"Pourquoi on devrait s'occuper d'eux, c'est de moi dont il faut s'occuper !" Elvio, 51 ans, résume à sa façon le ras-le-bol d'une partie des habitants de la périphérie de Rome, fatigués par des années de crise, et qui aujourd'hui montrent du doigt "ces étrangers qui nous envahissent".
Alors quand une jeune femme du quartier a raconté avoir été victime d'une tentative de viol par des "étrangers" ne parlant pas italien, le quartier de Tor Sapienza dans l'est de Rome s'est enflammé. Trois jours durant, les habitants ont manifesté contre le centre d'accueil de demandeurs d'asile voisin, à coups de pierre, brûlant des poubelles avant de tenter d'y pénêtrer.
La situation devenant critique, les autorités ont préféré évacuer une vingtaine de jeunes, adolescents pour la plupart. Mais les adultes, environ 35 sont toujours là, protégés par des dizaines de policiers et de carabiniers. "Le centre ne fermera pas", a assuré le maire de Rome, Ignazio Marino, venu vendredi soir sur les lieux, aussitôt conspué par une partie du quartier.
Ouvrier du bâtiment licencié il y a cinq mois, Elvio est sans travail, comme beaucoup d'autres habitants de Tor Sapienza. Il a vu son "quartiere" se dégrader après des années de crise économique, même si ce coin reculé de la ville éternelle est encore bien loin de ressembler à une "cité" de la banlieue parisienne ou à un faubourg de Londres.
"Abandonné de Dieu"
Mais le chômage, le sentiment de vivre dans "un quartier abandonné de Dieu" rend chaque jour plus difficile la cohabitation avec les migrants, qui débarquent par centaines chaque semaine sur les côtes italiennes.
Ces Africains, Afghans ou Syriens n'ont pourtant jamais été plus d'une soixantaine dans ce centre d'accueil.
Mais pour Elvio, ils sont bien plus, créent des problèmes et profitent gratuitement du gîte et du couvert.
"On dit qu'ils viennent d'Erythrée, mais la guerre là-bas est finie depuis longtemps !", lance-t-il devant le bar, devenu le lieu de rassemblement du quartier à deux pas du centre d'accueil.
"Ils traînent en groupe dans le parc voisin, font du bruit, laissent des bouteilles de bière vides derrière eux, et il y a eu des vols", assure-t-il.
Ces migrants, que l'AFP n'a pas pu interroger, ont rendu publique une lettre dans laquelle ils disent leur tristesse et leur incompréhension.
"Nous avons entendu beaucoup de choses mauvaises dites contre nous, que nous violons les femmes, que nous sommes des sauvages", ont-ils écrit.

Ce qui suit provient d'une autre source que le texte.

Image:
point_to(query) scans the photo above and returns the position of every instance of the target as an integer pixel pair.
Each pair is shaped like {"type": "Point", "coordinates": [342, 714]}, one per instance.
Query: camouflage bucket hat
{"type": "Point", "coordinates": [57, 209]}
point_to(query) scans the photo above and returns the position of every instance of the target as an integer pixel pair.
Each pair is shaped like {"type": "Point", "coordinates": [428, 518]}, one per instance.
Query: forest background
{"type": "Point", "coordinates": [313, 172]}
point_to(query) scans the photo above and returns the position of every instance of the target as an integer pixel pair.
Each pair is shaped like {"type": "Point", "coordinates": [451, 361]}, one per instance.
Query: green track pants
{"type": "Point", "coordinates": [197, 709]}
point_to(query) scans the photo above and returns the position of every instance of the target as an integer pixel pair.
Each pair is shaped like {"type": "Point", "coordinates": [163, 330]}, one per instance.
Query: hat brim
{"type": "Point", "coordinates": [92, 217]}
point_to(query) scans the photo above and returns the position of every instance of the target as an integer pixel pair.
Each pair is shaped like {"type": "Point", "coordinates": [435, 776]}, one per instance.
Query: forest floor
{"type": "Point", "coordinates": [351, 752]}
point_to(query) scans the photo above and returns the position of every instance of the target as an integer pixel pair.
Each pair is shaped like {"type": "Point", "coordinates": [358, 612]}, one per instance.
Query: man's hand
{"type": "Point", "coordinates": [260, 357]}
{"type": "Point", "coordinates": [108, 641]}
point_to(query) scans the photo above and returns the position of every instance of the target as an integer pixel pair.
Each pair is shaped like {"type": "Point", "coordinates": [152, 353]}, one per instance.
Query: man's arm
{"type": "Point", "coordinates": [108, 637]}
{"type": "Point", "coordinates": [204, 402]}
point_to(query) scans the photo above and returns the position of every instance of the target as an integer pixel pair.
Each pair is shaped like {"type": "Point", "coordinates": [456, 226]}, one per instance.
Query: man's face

"Ces mots sont très douloureux. Nous ne sommes pas venus en Italie pour créer des problèmes, et encore moins pour nous battre avec des Italiens. Nous sommes reconnaissants de ce qu'ils ont fait pour nous, d'avoir été sauvés en pleine mer par les autorités italiennes. Nous sommes ici pour bâtir une nouvelle vie", ont-ils encore expliqué.
Peut-être, "mais est-ce que nous pouvons vraiment les aider ?", interroge Tiziana Teti, 40 ans en montrant les barres de béton, qui bordent la rue.
"Est-ce que je suis raciste quand je dis d'abord les Italiens ?", demande-t-elle en expliquant qu'à l'école de sa fille, elle doit tout payer, y compris le papier toilette, tout en jurant que les Etrangers n'ont rien à payer.
Salvatore qui tient la pharmacie juste à côté du centre d'accueil des migrants, n'est pas de cet avis. Pour lui, tout ça n'est qu'un "prétexte" surtout utile à certains hommes politiques.
La Ligue du Nord, parti anti-immigrés et europhobe, a envoyé sur place vendredi un de ses dirigeants pour tenter de récupérer à son profit cette colère.
"Nous avons été utilisés comme boucs émissaires des problèmes d'un quartier en train de se dégrader", renchérit Alessia Armini, coordinatrice du Service des demandeurs d'asile et des réfugiés auprès du centre d'accueil de Tor Sapienza.
Présente constamment au moment des incidents, elle raconte la peur des migrants, obligés de se barricader. "Ca a été très effrayant, surtout pour ces jeunes ayant déjà vécu des situations de tension dans leurs pays. Il y a eu de vrais moments de panique", a-t-elle raconté à l'AFP.